This page covers the AgentuityProvider compatibility layer from @agentuity/react. For new apps, use hc() directly and keep auth state in @agentuity/auth/react or your framework's auth provider.
@agentuity/react is deprecated. Use this provider only when you already depend on its transport auth, analytics, or WebRTC hooks.
Basic Setup
import { AgentuityProvider } from '@agentuity/react';
export default function App() {
return (
<AgentuityProvider>
<YourApp />
</AgentuityProvider>
);
}By default, the provider resolves its base URL in this order:
NEXT_PUBLIC_AGENTUITY_URL,VITE_AGENTUITY_URL, orAGENTUITY_URLwindow.location.originhttp://localhost:3500
Production Configuration
For deployed applications, set the baseUrl to your Agentuity deployment:
import { AgentuityProvider } from '@agentuity/react';
export default function App() {
return (
<AgentuityProvider baseUrl="https://your-project.agentuity.cloud">
<YourApp />
</AgentuityProvider>
);
}Environment-Based Configuration
Use your framework's public env var pattern to switch between development and deployment:
import { AgentuityProvider } from '@agentuity/react';
const baseUrl = import.meta.env.VITE_AGENTUITY_URL;
export default function App() {
return (
<AgentuityProvider baseUrl={baseUrl}>
<YourApp />
</AgentuityProvider>
);
}In Next.js, use process.env.NEXT_PUBLIC_AGENTUITY_URL instead.
Provider Props
| Prop | Type | Default | Description |
|---|---|---|---|
baseUrl | string | Env var → window.location.origin → http://localhost:3500 | Base URL for API requests |
authHeader | string | null | null | Optional Authorization header shared with Agentuity transport helpers |
children | ReactNode | — | Your app components |
Using hc() with the Provider
AgentuityProvider does not automatically configure hc().

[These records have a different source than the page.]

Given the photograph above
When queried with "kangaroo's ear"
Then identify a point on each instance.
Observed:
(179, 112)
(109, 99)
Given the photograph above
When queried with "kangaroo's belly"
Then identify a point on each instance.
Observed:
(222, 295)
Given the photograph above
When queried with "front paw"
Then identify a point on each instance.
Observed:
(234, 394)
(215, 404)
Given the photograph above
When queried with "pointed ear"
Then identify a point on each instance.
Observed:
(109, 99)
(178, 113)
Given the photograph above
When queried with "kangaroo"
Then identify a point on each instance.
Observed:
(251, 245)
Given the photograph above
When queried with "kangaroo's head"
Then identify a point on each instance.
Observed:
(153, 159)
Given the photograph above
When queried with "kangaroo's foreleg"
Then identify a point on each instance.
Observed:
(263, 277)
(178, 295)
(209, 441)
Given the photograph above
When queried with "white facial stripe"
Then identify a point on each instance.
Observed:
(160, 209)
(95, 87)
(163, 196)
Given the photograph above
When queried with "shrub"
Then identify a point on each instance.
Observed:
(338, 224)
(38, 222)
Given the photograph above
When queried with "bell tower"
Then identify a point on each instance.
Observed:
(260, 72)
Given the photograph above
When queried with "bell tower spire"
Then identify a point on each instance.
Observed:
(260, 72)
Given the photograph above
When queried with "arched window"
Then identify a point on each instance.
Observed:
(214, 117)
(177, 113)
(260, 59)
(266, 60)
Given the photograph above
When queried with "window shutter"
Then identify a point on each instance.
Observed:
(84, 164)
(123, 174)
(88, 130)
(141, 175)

Use a relative /api client for same-origin frontends, or read baseUrl from the provider when your frontend is deployed separately:
import { useAgentuity } from '@agentuity/react';
import { hc } from 'hono/client';
import type { ApiRouter } from '../api/index';
function ChatButton() {
const { baseUrl } = useAgentuity();
const client = hc<ApiRouter>(`${baseUrl}/api`);
return (
<button onClick={() => client.chat.$post({ json: { message: 'Hello' } })}>
Send
</button>
);
}Authentication Integration
For apps with user authentication, keep AgentuityProvider and AuthProvider separate. AgentuityProvider does not automatically consume tokens from AuthProvider.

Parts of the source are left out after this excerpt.